Riassumendo, la valutazione dei progressi e degli esiti degli alunni con disabilità può comprendere aree appartenenti agli obiettivi curricolari dell’anno di frequenza, o essere riferito a obiettivi differenti all’interno delle stesse aree (es. competenze di base nella letto-scrittura), o ancora comprendere aree che non sono normalmente inserite all’interno degli obiettivi curricolari annuali (es. comunicazione, mobilità, socializzazione) e che possono estendersi al di fuori del percorso scolastico (es. partecipazione nell’extra scuola, esiti nel post scuola e nella vita adulta).

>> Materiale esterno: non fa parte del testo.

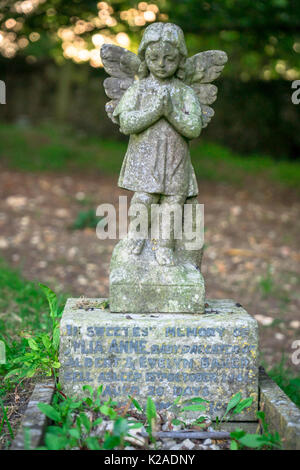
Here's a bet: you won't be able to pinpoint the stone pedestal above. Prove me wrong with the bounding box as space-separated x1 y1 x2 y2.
59 299 258 421
109 239 205 313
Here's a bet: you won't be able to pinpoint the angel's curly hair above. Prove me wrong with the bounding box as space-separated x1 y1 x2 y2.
138 22 187 80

La valutazione comparativa, nazionale e delle scuole dei risultati di apprendimento degli alunni con disabilità

Possiamo distinguere tre tipologie di valutazione degli outcomes degli studenti: rilevazioni internazionali comparative (es. PISA), rilevazioni nazionali (es. Invalsi), e valutazioni formative e sommative condotte dagli insegnanti all’interno delle loro classi. A differenza delle prime due tipologie di valutazione, la terza generalmente non prevede il ricorso a strumenti standardizzati e modalità rigorose di rilevazione, ma è affidata alle scelte degli insegnanti.

In questo paragrafo si considereranno alcune esperienze di valutazione dei progressi e dei risultati di apprendimento condotte a livello internazionale, nazionale e di singole scuole.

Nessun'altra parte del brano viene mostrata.